A Python project for collecting, validating, and analyzing hiking trail data from US National Parks. The project combines data from the National Park Service API, OpenStreetMap, and the USGS to build a PostGIS database of park boundaries and hiking trails, queryable through a REST API and an interactive Streamlit web app with natural language search.

Live demos

Web app --- Interactive map-based explorer with park selection, trail filters, data table, and CSV/GeoJSON export. Built with Streamlit and Folium.
API Swagger UI --- Browse the API docs and query park and trail data directly.
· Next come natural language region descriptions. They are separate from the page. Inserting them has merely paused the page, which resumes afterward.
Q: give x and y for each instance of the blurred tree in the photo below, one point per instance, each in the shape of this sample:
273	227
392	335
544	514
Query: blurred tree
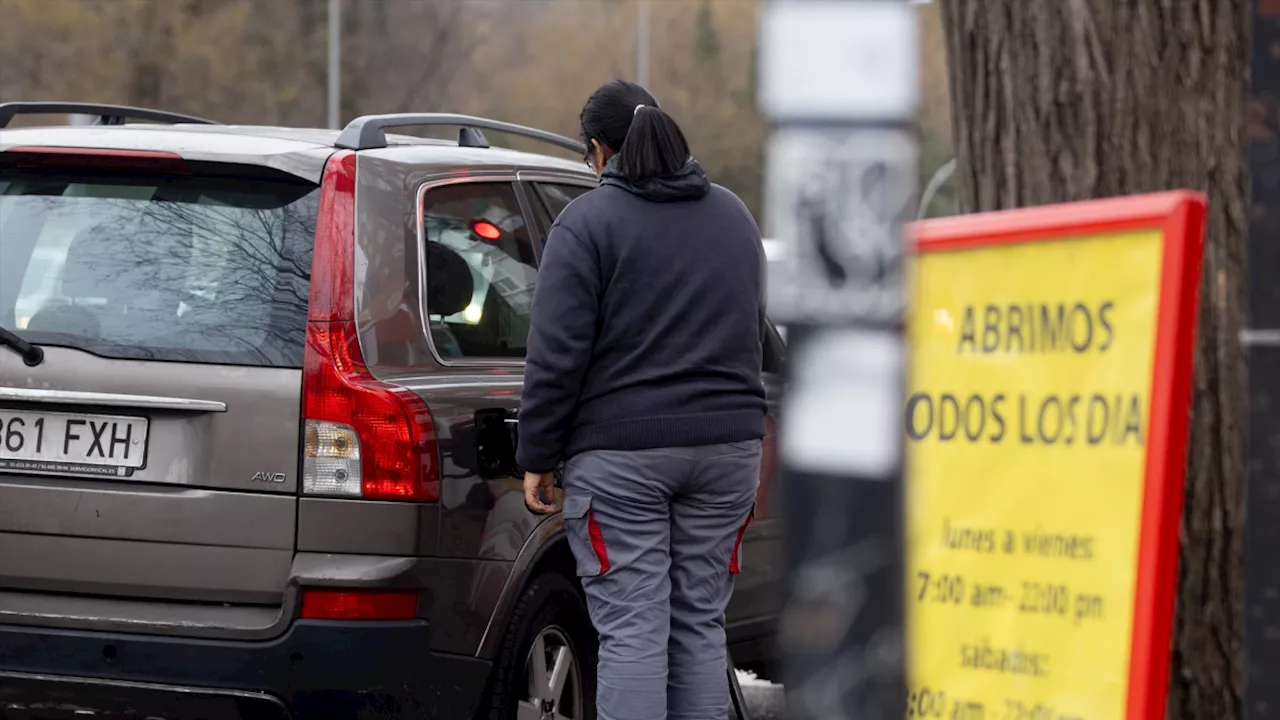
702	72
1066	100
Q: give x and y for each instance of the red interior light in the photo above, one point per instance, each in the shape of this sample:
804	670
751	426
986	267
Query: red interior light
397	434
357	605
487	229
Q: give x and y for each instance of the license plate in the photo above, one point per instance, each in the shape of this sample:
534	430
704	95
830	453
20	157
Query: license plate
69	442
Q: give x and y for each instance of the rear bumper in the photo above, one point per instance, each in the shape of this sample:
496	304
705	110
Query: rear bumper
316	670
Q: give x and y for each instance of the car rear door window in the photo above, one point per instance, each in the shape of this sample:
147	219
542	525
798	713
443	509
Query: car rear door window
480	270
557	196
181	268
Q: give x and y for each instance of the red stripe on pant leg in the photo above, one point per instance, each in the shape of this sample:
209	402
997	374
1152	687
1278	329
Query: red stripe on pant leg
737	545
593	529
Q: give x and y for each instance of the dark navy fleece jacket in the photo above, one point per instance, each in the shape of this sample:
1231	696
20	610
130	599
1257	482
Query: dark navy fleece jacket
647	322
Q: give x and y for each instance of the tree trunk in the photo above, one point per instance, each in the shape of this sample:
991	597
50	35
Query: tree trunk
1061	100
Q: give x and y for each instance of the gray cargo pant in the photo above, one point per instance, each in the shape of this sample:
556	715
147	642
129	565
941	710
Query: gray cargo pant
657	537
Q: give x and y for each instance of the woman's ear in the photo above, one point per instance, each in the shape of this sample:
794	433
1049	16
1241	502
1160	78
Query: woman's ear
598	158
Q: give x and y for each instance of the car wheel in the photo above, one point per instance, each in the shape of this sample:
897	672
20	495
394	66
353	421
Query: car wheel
545	669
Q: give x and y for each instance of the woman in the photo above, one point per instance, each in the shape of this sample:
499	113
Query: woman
643	374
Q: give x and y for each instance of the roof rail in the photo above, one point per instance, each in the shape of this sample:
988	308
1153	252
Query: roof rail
368	132
106	114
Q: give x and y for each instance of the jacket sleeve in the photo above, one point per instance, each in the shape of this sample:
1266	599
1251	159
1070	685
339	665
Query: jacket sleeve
561	342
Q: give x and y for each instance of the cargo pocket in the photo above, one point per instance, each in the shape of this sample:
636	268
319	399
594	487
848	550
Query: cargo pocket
585	537
735	561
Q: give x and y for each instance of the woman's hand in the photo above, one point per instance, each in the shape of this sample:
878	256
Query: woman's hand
539	486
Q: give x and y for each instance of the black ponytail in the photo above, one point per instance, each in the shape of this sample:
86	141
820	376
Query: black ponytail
626	118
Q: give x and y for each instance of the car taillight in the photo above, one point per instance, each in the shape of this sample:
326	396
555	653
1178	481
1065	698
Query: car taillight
362	437
357	605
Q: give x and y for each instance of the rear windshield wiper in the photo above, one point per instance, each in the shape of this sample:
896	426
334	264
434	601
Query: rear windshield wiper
31	354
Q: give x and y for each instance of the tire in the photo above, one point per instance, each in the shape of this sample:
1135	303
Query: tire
552	613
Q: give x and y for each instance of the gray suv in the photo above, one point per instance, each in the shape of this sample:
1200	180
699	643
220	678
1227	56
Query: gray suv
259	391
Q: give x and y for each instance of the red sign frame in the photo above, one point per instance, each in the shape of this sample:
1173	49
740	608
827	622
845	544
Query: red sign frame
1180	218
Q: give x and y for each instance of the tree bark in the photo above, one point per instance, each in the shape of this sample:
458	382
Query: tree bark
1063	100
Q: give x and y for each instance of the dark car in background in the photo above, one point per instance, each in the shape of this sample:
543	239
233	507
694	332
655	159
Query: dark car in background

Note: Both demos run on free tiers and may take 30-60 seconds to respond on the first request while the servers wake up. Visualization endpoints (maps, elevation charts, 3D trails) and the natural language query endpoint (/query) are only available with a local deployment.

Project overview

Collect park metadata and boundaries from the NPS API.
Extract hiking trails from OpenStreetMap and The National Map (USGS).
Match personal hiking locations stored in Google My Maps to trail geometries.
Explore parks and trails through a FastAPI REST API.
Browse an interactive map, filter trails, and export data via a Streamlit web app.
Query the API in natural language via a local LLM.
Access the API via a Python SDK.

Project structure

nps-hikes/
├── api/                       # FastAPI REST API
│   ├── main.py                        # API endpoints and application
│   ├── models.py                      # Pydantic response models
│   ├── queries.py                     # Database query functions
│   ├── database.py                    # Database connection management
│   └── nlq/                           # Natural language query module (Ollama LLM)
├── scripts/                   # Data collection and processing scripts
│   ├── collectors/            # Data collection from external sources
│   ├── processors/            # Data processing and analysis
│   ├── database/              # Database management utilities
│   └── orchestrator.py        # Complete pipeline orchestration
├── streamlit_app/             # Interactive Streamlit web app (API client)
├── config/                    # Configuration and settings
├── profiling/                 # Data quality analysis modules
├── tests/                     # Test suite
├── docs/                      # Documentation (this site)
└── utils/                     # Logging and utility functions

Data collection pipeline

The pipeline runs six steps in the following order:

Step	What it does	Data source
1. NPS data collection	Park metadata, coordinates, and boundary polygons	NPS API
2. OSM trails collection	Hiking trails within park boundaries	OpenStreetMap
3. TNM trails collection	Official trail data within park boundaries	The National Map(USGS)
4. GMaps import	Hiking locations from Google My Maps KML files	KML files in `raw_data/gmaps/`
5. Trail matching	Matches GMaps locations to TNM or OSM trail geometries	Internal
6. Elevation collection	Elevation profiles for matched trails	USGS Elevation Point Query Service (EPQS)

The pipeline is resumable: each collector skips parks or trails that already have data in the database. If something interrupts a run, re-running picks up where it left off.